Hypoxia-inducible factors (HIFs) induce hundreds of genes regulating oxygen homeostasis in tissues. Oxygen sensors of the cells, the HIF prolyl 4-hydroxylases (HIF-P4Hs), regulate the stability and activity of HIFs in an oxygen-dependent manner. In this study, we show that lack of Hif-p4h-2 in FoxD1-lineage mesodermal cells interferes the normal development of hair follicles (HF) in mice. The FoxD1-lineage cells were found to be mainly mesenchymal cells located in the dermis of truncal skin, including the cells composing the dermal papilla of the HF. Upon Hif-p4h-2 inactivation, HF development was disturbed during the first catagen leading to formation of large epithelial lined HF cysts filled by unorganized keratins, which eventually manifested as truncal alopecia.

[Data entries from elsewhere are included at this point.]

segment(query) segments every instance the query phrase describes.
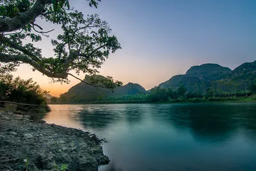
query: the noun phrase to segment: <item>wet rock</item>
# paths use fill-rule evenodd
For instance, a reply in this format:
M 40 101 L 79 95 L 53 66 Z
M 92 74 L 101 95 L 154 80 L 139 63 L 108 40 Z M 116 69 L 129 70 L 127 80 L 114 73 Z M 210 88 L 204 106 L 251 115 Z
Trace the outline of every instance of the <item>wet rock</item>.
M 25 133 L 25 134 L 24 135 L 24 137 L 26 138 L 33 138 L 33 135 L 31 135 L 30 133 Z
M 10 119 L 9 117 L 5 116 L 5 115 L 4 115 L 4 116 L 3 117 L 3 119 L 4 120 L 7 120 L 7 121 L 9 121 L 9 120 Z
M 17 135 L 17 132 L 10 131 L 9 133 L 10 133 L 10 135 Z
M 24 156 L 28 158 L 28 170 L 52 170 L 65 163 L 70 171 L 96 171 L 99 165 L 109 162 L 94 134 L 55 124 L 15 120 L 15 115 L 5 113 L 1 115 L 10 119 L 0 117 L 0 160 L 1 156 L 10 160 L 5 165 L 13 166 L 13 170 L 24 165 Z M 0 165 L 0 170 L 6 168 Z

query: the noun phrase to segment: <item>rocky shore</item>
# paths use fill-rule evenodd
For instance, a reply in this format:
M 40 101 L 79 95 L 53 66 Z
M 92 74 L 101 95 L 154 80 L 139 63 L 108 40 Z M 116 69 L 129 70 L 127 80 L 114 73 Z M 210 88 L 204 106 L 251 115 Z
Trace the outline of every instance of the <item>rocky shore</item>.
M 0 170 L 98 170 L 102 140 L 80 130 L 0 111 Z

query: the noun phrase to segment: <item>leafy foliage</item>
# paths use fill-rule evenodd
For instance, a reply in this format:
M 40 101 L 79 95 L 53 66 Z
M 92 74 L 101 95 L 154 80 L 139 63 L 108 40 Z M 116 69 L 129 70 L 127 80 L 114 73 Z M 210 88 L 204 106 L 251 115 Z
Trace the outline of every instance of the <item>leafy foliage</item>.
M 0 75 L 0 99 L 2 101 L 36 105 L 40 112 L 49 112 L 50 109 L 44 97 L 45 93 L 47 92 L 31 78 L 24 80 L 19 77 L 13 78 L 10 74 Z
M 99 0 L 87 0 L 89 6 L 97 7 Z M 99 15 L 88 15 L 70 8 L 68 0 L 2 0 L 0 1 L 0 62 L 7 63 L 0 71 L 13 71 L 20 63 L 28 63 L 54 81 L 68 83 L 71 71 L 77 74 L 98 73 L 111 53 L 121 48 L 111 34 L 108 22 Z M 44 31 L 36 19 L 60 25 L 62 33 L 51 40 L 54 56 L 44 57 L 42 49 L 31 43 L 40 41 L 54 29 Z M 24 40 L 31 43 L 24 43 Z M 94 80 L 111 89 L 120 86 L 111 77 Z

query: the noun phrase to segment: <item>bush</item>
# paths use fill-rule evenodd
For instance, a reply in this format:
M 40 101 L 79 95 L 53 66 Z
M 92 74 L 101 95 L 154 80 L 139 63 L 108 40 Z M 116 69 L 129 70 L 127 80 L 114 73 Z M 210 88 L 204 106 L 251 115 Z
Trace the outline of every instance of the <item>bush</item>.
M 51 110 L 44 95 L 43 91 L 31 78 L 27 80 L 20 77 L 13 78 L 13 75 L 0 75 L 0 99 L 20 103 L 28 103 L 36 106 L 19 105 L 18 110 L 34 113 L 45 113 Z

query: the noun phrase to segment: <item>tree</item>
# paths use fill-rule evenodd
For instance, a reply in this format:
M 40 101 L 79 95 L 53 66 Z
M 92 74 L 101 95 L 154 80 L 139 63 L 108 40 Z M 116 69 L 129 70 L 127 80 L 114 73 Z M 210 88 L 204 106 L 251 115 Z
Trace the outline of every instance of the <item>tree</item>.
M 249 87 L 249 90 L 252 94 L 256 94 L 256 84 L 251 85 Z
M 51 102 L 52 103 L 56 103 L 58 101 L 58 98 L 56 97 L 53 96 L 51 98 Z
M 90 6 L 97 8 L 97 0 L 86 1 Z M 0 72 L 13 71 L 20 64 L 26 63 L 33 71 L 66 83 L 68 75 L 78 78 L 71 71 L 77 74 L 99 73 L 97 69 L 110 53 L 121 48 L 120 45 L 111 34 L 106 21 L 97 15 L 84 18 L 81 12 L 70 8 L 70 1 L 0 0 L 0 62 L 6 63 Z M 47 34 L 54 30 L 45 31 L 36 24 L 38 19 L 61 27 L 63 33 L 51 40 L 54 56 L 43 56 L 42 49 L 32 43 L 49 37 Z M 25 44 L 25 39 L 31 42 Z M 92 85 L 110 89 L 122 84 L 111 77 L 92 82 Z

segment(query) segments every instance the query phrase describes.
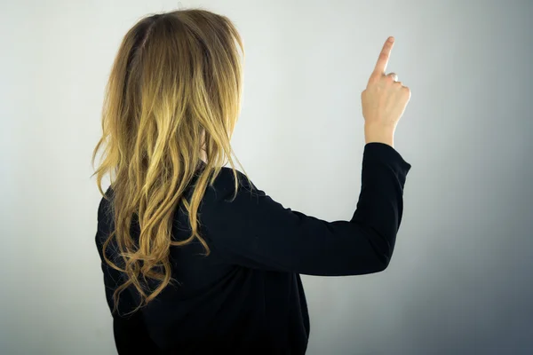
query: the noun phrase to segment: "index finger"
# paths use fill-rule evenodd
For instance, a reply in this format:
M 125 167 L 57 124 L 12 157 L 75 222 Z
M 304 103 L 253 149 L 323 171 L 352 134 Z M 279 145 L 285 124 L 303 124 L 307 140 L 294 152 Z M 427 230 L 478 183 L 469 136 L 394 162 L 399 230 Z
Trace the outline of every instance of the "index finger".
M 379 58 L 378 59 L 378 63 L 376 63 L 376 68 L 374 69 L 374 75 L 385 74 L 385 71 L 386 70 L 386 65 L 388 64 L 388 59 L 391 56 L 393 44 L 394 44 L 394 37 L 388 37 L 383 45 L 381 53 L 379 53 Z

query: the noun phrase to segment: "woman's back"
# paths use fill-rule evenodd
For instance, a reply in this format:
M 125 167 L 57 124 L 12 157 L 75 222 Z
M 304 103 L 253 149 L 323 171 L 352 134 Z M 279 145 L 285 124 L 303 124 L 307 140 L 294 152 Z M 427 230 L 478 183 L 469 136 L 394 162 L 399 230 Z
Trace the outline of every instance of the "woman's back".
M 335 222 L 284 208 L 235 169 L 236 43 L 227 19 L 174 12 L 139 21 L 114 64 L 96 245 L 121 354 L 303 354 L 299 274 L 378 272 L 392 257 L 410 169 L 390 130 L 407 91 L 381 74 L 392 42 L 363 92 L 357 209 Z

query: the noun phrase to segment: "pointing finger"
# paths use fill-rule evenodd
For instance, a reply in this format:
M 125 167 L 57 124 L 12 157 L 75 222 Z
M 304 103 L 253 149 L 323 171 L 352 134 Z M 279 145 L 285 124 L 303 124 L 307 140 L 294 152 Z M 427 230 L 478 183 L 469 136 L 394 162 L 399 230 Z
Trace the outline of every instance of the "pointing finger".
M 385 75 L 386 65 L 388 64 L 388 59 L 391 56 L 391 51 L 394 44 L 394 37 L 388 37 L 383 45 L 381 53 L 379 53 L 379 58 L 378 59 L 378 63 L 376 63 L 376 67 L 374 68 L 374 73 L 372 73 L 372 77 Z

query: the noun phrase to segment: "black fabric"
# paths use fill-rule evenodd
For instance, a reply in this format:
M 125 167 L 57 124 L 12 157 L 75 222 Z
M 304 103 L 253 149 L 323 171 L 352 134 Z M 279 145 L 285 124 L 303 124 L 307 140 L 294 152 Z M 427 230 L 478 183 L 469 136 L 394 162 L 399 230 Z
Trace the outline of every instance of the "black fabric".
M 179 282 L 130 315 L 133 289 L 112 313 L 119 354 L 304 354 L 310 333 L 300 274 L 378 272 L 390 263 L 402 215 L 410 164 L 390 146 L 364 147 L 362 189 L 350 221 L 326 222 L 291 210 L 241 176 L 235 200 L 231 170 L 223 168 L 200 209 L 199 242 L 171 248 L 172 277 Z M 295 186 L 298 188 L 298 186 Z M 113 191 L 107 190 L 112 198 Z M 96 244 L 113 229 L 109 202 L 99 209 Z M 132 225 L 135 225 L 136 221 Z M 187 239 L 188 217 L 177 209 L 172 237 Z M 139 236 L 138 225 L 132 235 Z M 116 259 L 110 244 L 107 256 Z M 103 259 L 102 259 L 103 260 Z M 110 310 L 123 275 L 101 264 Z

The depletion of Hif-p4h-2 led to HIF stabilization and dysregulation of multiple genes involved in keratin formation, HF differentiation, and HIF, TGF{beta} and Notch signaling. The failure of the controlled process of HF cycling is likely to be mechanistically caused by disruption of the precise and timely interplay of the HIF, TGF{beta} and Notch pathways. In summary, we show here for the first time that HIF-P4H-2 function in FoxD1-lineage cells is essential for the normal development and homeostasis of HFs.